5: Medication Errors in Veterinary Anesthesia


CHAPTER 5
Medication Errors in Veterinary Anesthesia



…systemic medical errors are hard to stop because their genesis is hard to spot.


Karl E. Weick (2002)


Medication errors are among the most commonly encountered errors in human medicine, with reports suggesting they may occur in a staggering 2–14% of all hospital admissions (Cullen et al. 2000; Leape 1994; Schiff & Leape 2012). They can occur in many guises and involve any part of the prescription process including choosing the drug itself, calculating the dose, writing up orders, and administering the drug. In fact preparing and administering a drug, such as an intravenous injection as part of an anaesthetic, is a surprisingly complex task involving some 30 or more steps (Woods 2005). Recognizing this complexity makes it easy to see how, when an anesthetist is under pressure or is distracted, a significant error may occur (Woods 2005).


In simple terms medication errors can be assigned to the following categories: “wrong patient,” “wrong drug,” “wrong dose,” “wrong route,” and “wrong time”. However, these are just labels for a “technical error” made by an individual. By highlighting in this manner only the sharp end of the incident ignores the many system-associated conditions that set the stage for the medication error.


Literature from human medicine has provided us with most of what we know about medication errors and their root causes. But what about in veterinary medicine? In truth we really do not know the extent of the problem in veterinary medicine because there are so few data available to us (Alcott & Wong 2010; Mellanby & Herrtage 2004). Reports on medication errors have been published in a variety of journals, involving a variety of species (Alcott & Wong 2010; Kaplan et al. 2011; Kennedy & Smith 2014; Love et al. 2011; McClanahan et al. 1998; Means 2002; Paul et al. 2008; Piperisova et al. 2009; Smith et al. 1999; Wells et al. 2014). These articles cite the errors but their underlying causes often are not identified and the incidence in the larger patient population is unknown. In one of the only published studies to include data on the incidence of medication errors in veterinary practice, Hofmeister et al. found that medication error was reported in 1.2% of anesthetics prior to instituting specific error reduction strategies (Hofmeister et al. 2014). In that study, none of the patients died and there was little if any obvious harm to the patients, but the potential for harm was real. Unpublished data collected by the Cornell University Veterinary Medical Teaching Hospital revealed that 41 medication errors were reported over a 6-month period (see “Which incidents and errors should be analyzed?” in Chapter 3). Both of these examples involve teaching hospitals with unique environments, so the errors may seem of little relevance to general private practice. The environment of a private practice does differ from that of a teaching hospital, but despite the differences the latent conditions for medication errors are present in both.
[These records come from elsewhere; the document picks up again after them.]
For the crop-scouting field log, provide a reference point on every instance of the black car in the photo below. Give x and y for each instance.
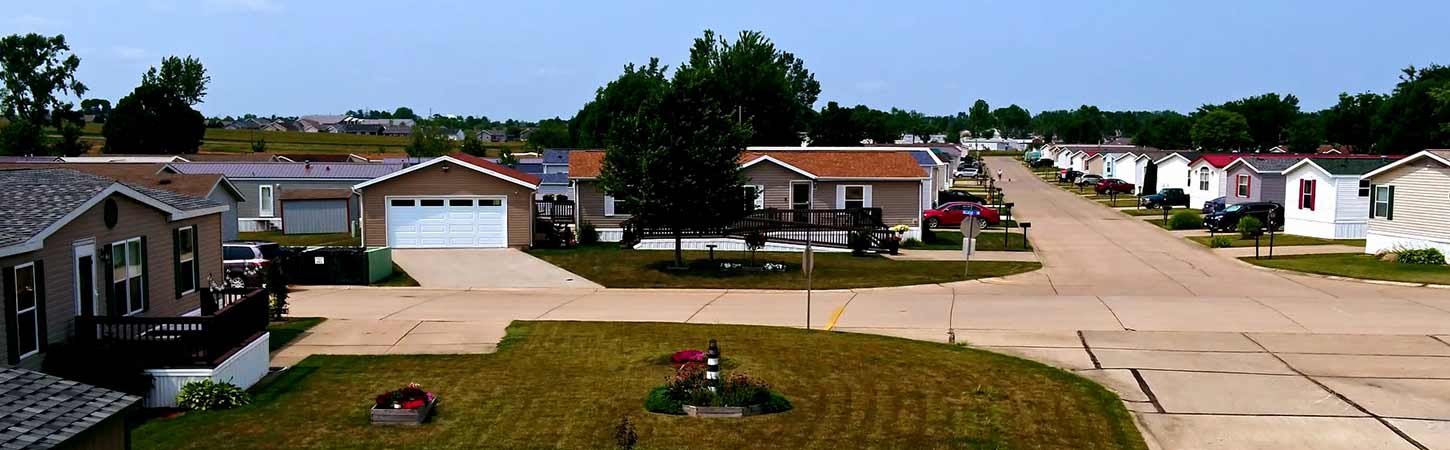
(1228, 218)
(1170, 196)
(957, 196)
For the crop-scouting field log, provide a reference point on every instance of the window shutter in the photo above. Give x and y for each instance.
(176, 260)
(42, 338)
(145, 277)
(1389, 206)
(12, 352)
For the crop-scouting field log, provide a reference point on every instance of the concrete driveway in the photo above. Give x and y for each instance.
(1205, 350)
(483, 269)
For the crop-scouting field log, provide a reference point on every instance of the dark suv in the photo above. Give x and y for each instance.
(247, 262)
(1228, 218)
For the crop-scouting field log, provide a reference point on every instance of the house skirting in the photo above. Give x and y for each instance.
(242, 369)
(1379, 241)
(1336, 230)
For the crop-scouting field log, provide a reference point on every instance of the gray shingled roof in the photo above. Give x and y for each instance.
(290, 170)
(35, 198)
(41, 411)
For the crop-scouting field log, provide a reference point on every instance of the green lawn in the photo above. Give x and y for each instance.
(1359, 266)
(986, 241)
(614, 267)
(1278, 240)
(287, 330)
(302, 240)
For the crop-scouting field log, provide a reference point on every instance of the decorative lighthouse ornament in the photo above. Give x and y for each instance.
(712, 365)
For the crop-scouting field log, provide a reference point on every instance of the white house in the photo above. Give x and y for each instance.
(1410, 203)
(1326, 198)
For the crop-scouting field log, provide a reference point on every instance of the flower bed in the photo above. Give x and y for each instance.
(688, 392)
(409, 405)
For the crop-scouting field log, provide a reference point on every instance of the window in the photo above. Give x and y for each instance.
(26, 311)
(126, 275)
(1384, 201)
(264, 201)
(186, 260)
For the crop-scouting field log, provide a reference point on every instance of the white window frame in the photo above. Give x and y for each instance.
(34, 311)
(1381, 198)
(181, 257)
(131, 277)
(266, 201)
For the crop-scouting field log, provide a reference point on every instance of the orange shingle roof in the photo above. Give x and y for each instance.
(827, 164)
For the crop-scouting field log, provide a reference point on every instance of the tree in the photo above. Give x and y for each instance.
(1352, 119)
(34, 70)
(183, 79)
(1221, 129)
(1417, 113)
(1012, 121)
(152, 121)
(761, 86)
(980, 119)
(692, 137)
(1166, 129)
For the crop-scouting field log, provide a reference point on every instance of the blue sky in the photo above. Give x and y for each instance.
(541, 58)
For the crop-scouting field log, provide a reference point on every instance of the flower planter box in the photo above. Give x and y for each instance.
(402, 417)
(721, 411)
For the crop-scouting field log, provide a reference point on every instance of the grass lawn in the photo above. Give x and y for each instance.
(1278, 240)
(1359, 266)
(566, 385)
(614, 267)
(289, 330)
(302, 240)
(986, 241)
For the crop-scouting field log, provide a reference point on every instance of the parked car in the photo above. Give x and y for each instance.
(1114, 185)
(1089, 180)
(947, 196)
(954, 212)
(1170, 196)
(247, 262)
(1215, 205)
(1228, 218)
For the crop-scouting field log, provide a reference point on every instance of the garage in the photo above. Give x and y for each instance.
(447, 222)
(450, 202)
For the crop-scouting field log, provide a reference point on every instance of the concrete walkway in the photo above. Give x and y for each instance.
(1208, 352)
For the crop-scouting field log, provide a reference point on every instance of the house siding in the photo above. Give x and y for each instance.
(437, 182)
(1421, 208)
(135, 219)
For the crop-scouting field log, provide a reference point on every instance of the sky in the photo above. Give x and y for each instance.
(538, 58)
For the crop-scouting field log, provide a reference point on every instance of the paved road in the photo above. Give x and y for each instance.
(1208, 352)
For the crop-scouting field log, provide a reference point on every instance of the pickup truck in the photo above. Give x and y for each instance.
(1170, 196)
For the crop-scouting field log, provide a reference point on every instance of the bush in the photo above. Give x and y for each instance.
(208, 395)
(1249, 227)
(1183, 219)
(587, 234)
(1420, 256)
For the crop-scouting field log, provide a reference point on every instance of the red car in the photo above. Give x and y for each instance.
(1114, 185)
(954, 212)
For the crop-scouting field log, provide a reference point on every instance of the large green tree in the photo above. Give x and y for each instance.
(1417, 113)
(1221, 129)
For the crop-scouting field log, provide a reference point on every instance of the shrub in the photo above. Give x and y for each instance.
(1420, 256)
(1183, 219)
(1249, 227)
(208, 395)
(587, 234)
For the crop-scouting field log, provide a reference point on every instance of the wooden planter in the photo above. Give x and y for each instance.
(402, 417)
(721, 411)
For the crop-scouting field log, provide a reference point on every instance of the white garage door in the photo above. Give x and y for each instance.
(447, 222)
Indeed, the results of a study involving private practices for which claims were submitted to the leading veterinary indemnity insurer in the UK between January 2009 and December 2013, indicated that drug-related errors were common; the most common types of error within this category were due to incorrect choice of drug and overdose (Oxtoby et al. 2015). Some of the latent conditions that set the stage for medication errors are highlighted in the following cases and near miss vignettes.


Cases


Case 5.1


As preamble to the following case, we recognize that the processes described in this case are slightly historical in nature. However, we present it because it shows how system-related factors can and do set the stage for errors. The exact error described is unlikely to occur in veterinary practice today, but even now we veterinarians make modifications to processes in order to make them more efficient or economical––we describe a number of them throughout this book––and in doing so we unintentionally set in place error-generating conditions. This case also demonstrates how, if actions had been directed toward the person who seemingly caused the error as a solution to the problem, future error prevention would not have been achieved; the latent conditions that enabled the error to occur in the first place would still be present and set the system up to fail again in the future.


On a Tuesday morning a young, healthy bitch weighing 7 kg is scheduled for an ovariohysterectomy. To facilitate intravenous catheterization and induction of anesthesia she was administered acepromazine, oxymorphone, and atropine, all injected intramuscularly. Thirty minutes later she was catheterized intravenously and then anesthesia was induced with thiamylal. The catheter was flushed with heparinized saline, the trachea intubated, and the endotracheal tube was attached to a circle system to which only oxygen was delivered. A check of the patient at this time could not detect a peripheral pulse nor could heart sounds be auscultated. Cardiopulmonary resuscitation (CPR) was started promptly, but the dog did not respond to standard resuscitation efforts. An assessment of the anesthesia procedure did not reveal any clues as to the cause of death nor did a necropsy later that day.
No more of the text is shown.